Brent was thinking and feeling what hundreds of thousands of husbands have thought and felt through the years. It’s the “I don’t love her anymore” mindset that gives men the emotional freedom to seek love with someone else. The same is true for wives who use the same excuse.
I sympathized with Brent, for I have been there. Thousands of husbands and wives have been there—emotionally empty, wanting to do the right thing, not wanting to hurt anyone, but being pushed by their emotional needs to seek love outside the marriage. Fortunately, I had discovered in the earlier years of my own marriage the difference between the “in love” experience and the “emotional need” to feel loved. Most in our society have not yet learned that difference.
The “in love” experience we discussed in chapter 3 is on the level of instinct. It’s not premeditated; it simply happens in the normal context of male-female relationships. It can be fostered or quenched, but it does not arise by conscious choice. It is short-lived (usually two years or less) and seems to serve for humankind the same function as the mating call of the Canada goose.
The “in love” experience temporarily meets one’s emotional need for love. It gives us the feeling someone cares, someone admires us and appreciates us. Our emotions soar with the thought that another person sees us as number one, that he or she is willing to devote time and energies exclusively to our relationship. For a brief period, however long it lasts, our emotional need for love is met. Our tank is full; we can conquer the world. Nothing is impossible. For many individuals, it’s the first time they have ever lived with a full emotional tank, and it’s euphoric.

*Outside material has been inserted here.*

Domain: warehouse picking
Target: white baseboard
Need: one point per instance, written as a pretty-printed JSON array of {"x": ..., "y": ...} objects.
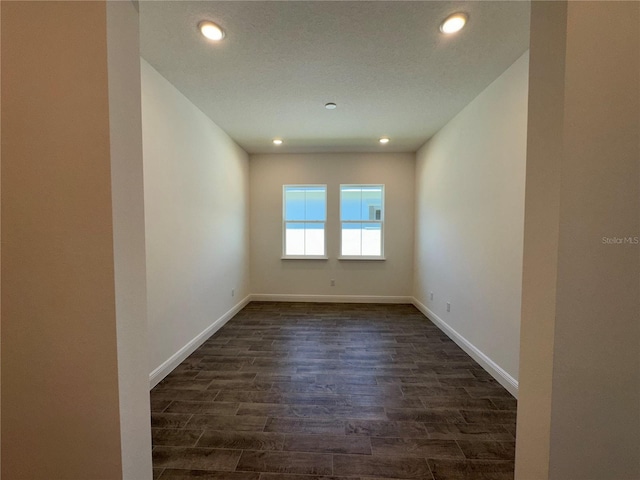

In time, however, we come down from that natural high back to the real world. If our spouse has learned to speak our primary love language, our need for love will continue to be satisfied. If, on the other hand, he or she does not speak our love language, our tank will slowly drain, and we will no longer feel loved. Meeting that need in one’s spouse is definitely a choice. If I learn the emotional love language of my spouse and speak it frequently, she will continue to feel loved. When she comes down from the obsession of the “in love” experience, she will hardly even miss it because her emotional love tank will continue to be filled. However, if I have not learned her primary love language or have chosen not to speak it, when she descends from the emotional high, she will have the natural yearnings of unmet emotional need. After some years of living with an empty love tank, she will likely “fall in love” with someone else, and the cycle will begin again.
Meeting my wife’s need for love is a choice I make each day. If I know her primary love language and choose to speak it, her deepest emotional need will be met and she will feel secure in my love. If she does the same for me, my emotional needs are met and both of us live with a full tank. In a state of emotional contentment, both of us will give our creative energies to many wholesome projects outside the marriage while we continue to keep our marriage exciting and growing.
With all of that in my mind, I looked back at the deadpan face of Brent and wondered if I could help him. I knew in my heart he was probably already involved with another “in love” experience. I wondered if it was in the beginning stages or at its height. Few men suffering from an empty emotional love tank leave their marriage until they have prospects of meeting that need somewhere else.
Brent was honest and revealed he had been in love with someone else for several months. He had hoped the feelings would go away and he could work things out with his wife. But things at home had gotten worse, and his love for the other woman had increased. He could not imagine living without his new lover.